Quem lembra do jogo em que o mestre do xadrez, Garry Kasparov, jogou contra dezenas de milhares de jogadores que decidiam os movimentos online. O jogo foi vencido por Kasparov, não pela “multidão”.
Advogado do diabo e o conselheiro profissional
Em um dos primeiros estudos sobre influência social, o pesquisador Solomon Asch induziu os participantes de um grupo a darem respostas obviamente incorretas.
Era apresentado aos participantes do grupo um segmento de linha e se pedia que escolhessem o segmento de linha igual ao apresentado, dentre três alternativas com comprimentos diferentes.
No grupo havia apenas um participante real, os outros eram atores disfarçados, instruídos para darem respostas erradas.
Na média, um terço dos participantes reais se alinhavam com a resposta claramente incorreta da maioria e nas 12 repetições do experimento, cerca de 75% dos participantes reais aderiram ao menos uma vez a resposta errada.
Curiosamente, quando Solomon pediu que um único participante falso, um dos atores no grupo, desse a resposta certa, o alinhamento dos participantes reais com os demais do grupo caiu para apenas 5%. A presença de um “aliado” diminui a conformidade com o grupo.
Outros estudos mostraram que a conformidade (alinhamento) com o grupo cai mesmo quando a opinião divergente dentro do grupo está incorreta. Uma voz divergente no grupo “dava permissão” ao participante real para quebrar a barreira e falar.
Tudo que foi necessário foi uma única pessoa dar uma resposta diferente da maioria. Uma voz divergente pode parecer digamos, irritante, mas pode frequentemente ser a barreira para decisão irracional.
Processos de decisão no cockpit
Depois do desastre no aeroporto de Tenerife, a NASA criou em 1979 um programa chamado CRM – Crew Resource Management (Gestão de Recursos em Grupos) para promover uma cultura em que opiniões divergentes e problemas podem ser reportados sem o sentimento de culpa.Isso inclui verificações cruzadas (cross-checks), releitura de procedimentos e a “regra dos dois desafios”: um membro da equipe pode ignorar outro se essa pessoa foi desafiada duas vezes, mas deixou de responder apropriadamente.
O programa estabeleceu uma cultura menos autoritária no cockpit (o termo “Senhor” foi proibido), com os copilotos sendo encorajados a expressar visões diferentes do comandante e questioná-lo se notassem erros – espera-se que comandantes admitam a falibilidade (ser sujeitos a erro), busquem conselhos e deleguem funções.
Nos anos 90 o CRM havia se tornado padrão na aviação global.
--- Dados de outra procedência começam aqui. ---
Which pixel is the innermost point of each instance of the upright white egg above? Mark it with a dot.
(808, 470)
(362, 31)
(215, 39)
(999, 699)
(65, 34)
Seus conceitos foram adaptados para outros ambientes onde erros humanos podem ter efeitos devastadores, tais como navegação marítima, combate a incêndios, controle de tráfego aéreo, salas de cirurgia e emergência e usinas nucleares.
Mensagem para conselhos de fundos de pensão
Fonte: Internet
Sob risco de desapontar muita gente, as pesquisas em biologia evolucionária e antropologia não são otimistas sobre a capacidade humana de resistir ao pensamento em grupo.
O cérebro registra em menos de 200 milissegundos que o grupo escolheu uma resposta diferente da nossa e leva menos de 380 milissegundos para nosso cérebro se sentir inclinado a mudar de opinião. Portanto, se não pararmos e esperarmos deliberadamente, tendemos a seguir em frente para ficar numa boa (com o grupo).
Um grupo de cientistas holandeses estudou os mecanismos neurais por trás da “conformidade social”. Usando scaners do cérebro mostraram que imitar os outros ativa nosso sistema de dopamina (um neurotransmissor associado a prazer).
Quando toamos uma decisão errada como parte de um grupo, a dopamina declina menos do que se o fizermos individualmente. Pertencimento nos faz sentir bem, mesmos se estivermos errados.
O mais intrigante, parece que quando os indivíduos percebem um desvio das normas do grupo, isso desencadeia uma resposta neural similar a previsão de que algo está errado, no reforço de aprendizagem.
Isso sinaliza a necessidade de alinhar o comportamento futuro do individuo às normas do grupo. Tipo: “eu penso A, mas se todo mundo pensa B, deixa pra lá, vou dizer B” e mais tarde isso acaba sendo reforçado por “pensando melhor, agora consigo entender porque na verdade é B”.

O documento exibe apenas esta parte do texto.